What I can't stand, though, is the terrible quality of the standard acoustic Doppler effect demos. I'm talking about the demonstrations where you take a sound source and tie a string to it, then whirl the string around your head with the sound source making a circle around you. The class is supposed to hear the change in pitch alternating between getting higher (while the source is moving toward them) and going lower (while moving away from them).

Unfortunately, the demo often has two major flaws with it:

1.) The change is pitch is often within the just noticeable difference (jnd) for non-ear trained musicians.

and,

b.) The change in pitches is almost always overwhelmed by the observation of the relative change in AMPLITUDE.  As the source moves away from the class, it seems to be less loud, and louder as it is approaching the class.

The situation is not much better when the demo is using a "Doppler Rocket" or "Doppler Ball" where a sound source is embedded in a soft ball then thrown or slid along a guide string across the room.  While it is usually the case that the frequency change can be more noticeable with these demos, since the speed of the ball can be high enough to make the frequency be outside the average jnd, my experience has been that the change in amplitude is even more dramatic with the Doppler Rockets.

What to do?  For me, it's interesting. I mean, one of the main ideas in science is that we only want to test one thing at a time. But in this experiment, we seemingly have two inextricably linked quantities that are changing.

I don't have a real good answer for what I want to do to get around these conceptual challenges.

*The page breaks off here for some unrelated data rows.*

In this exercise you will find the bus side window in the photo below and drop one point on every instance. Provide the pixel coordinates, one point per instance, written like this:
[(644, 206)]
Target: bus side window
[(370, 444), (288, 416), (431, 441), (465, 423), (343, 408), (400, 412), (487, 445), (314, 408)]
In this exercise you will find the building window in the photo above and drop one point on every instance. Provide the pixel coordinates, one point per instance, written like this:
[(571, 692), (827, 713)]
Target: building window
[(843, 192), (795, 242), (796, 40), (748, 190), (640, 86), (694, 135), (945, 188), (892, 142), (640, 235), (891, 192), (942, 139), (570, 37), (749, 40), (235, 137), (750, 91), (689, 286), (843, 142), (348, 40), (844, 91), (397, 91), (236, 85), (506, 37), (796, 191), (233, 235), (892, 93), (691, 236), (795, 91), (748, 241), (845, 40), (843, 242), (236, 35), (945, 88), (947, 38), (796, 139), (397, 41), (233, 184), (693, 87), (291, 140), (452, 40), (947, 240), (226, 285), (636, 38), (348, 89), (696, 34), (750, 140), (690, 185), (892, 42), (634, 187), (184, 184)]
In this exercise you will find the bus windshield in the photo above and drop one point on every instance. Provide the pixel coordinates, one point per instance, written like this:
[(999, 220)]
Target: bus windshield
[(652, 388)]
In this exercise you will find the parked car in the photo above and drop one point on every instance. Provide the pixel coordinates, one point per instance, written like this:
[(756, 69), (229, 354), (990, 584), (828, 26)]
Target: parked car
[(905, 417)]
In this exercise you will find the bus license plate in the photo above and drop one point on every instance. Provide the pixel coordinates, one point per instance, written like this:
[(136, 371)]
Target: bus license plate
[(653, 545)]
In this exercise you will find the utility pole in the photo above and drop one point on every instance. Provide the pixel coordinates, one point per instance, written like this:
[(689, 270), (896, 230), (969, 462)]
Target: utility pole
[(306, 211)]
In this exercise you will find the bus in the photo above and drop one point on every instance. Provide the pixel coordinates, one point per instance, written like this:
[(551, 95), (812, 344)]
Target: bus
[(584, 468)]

I've tried an Interactive Lecture Demo style presentation on the Doppler effect without the success I was hoping for.  I may try that approach again, but I'm sort of leaning towards making the Doppler effect a lab activity where students have to confront the two aspects of the experiment (frequency and amplitude) and tease them out separately.  I'm not sure if that will work at the introductory level, but I'm willing to try.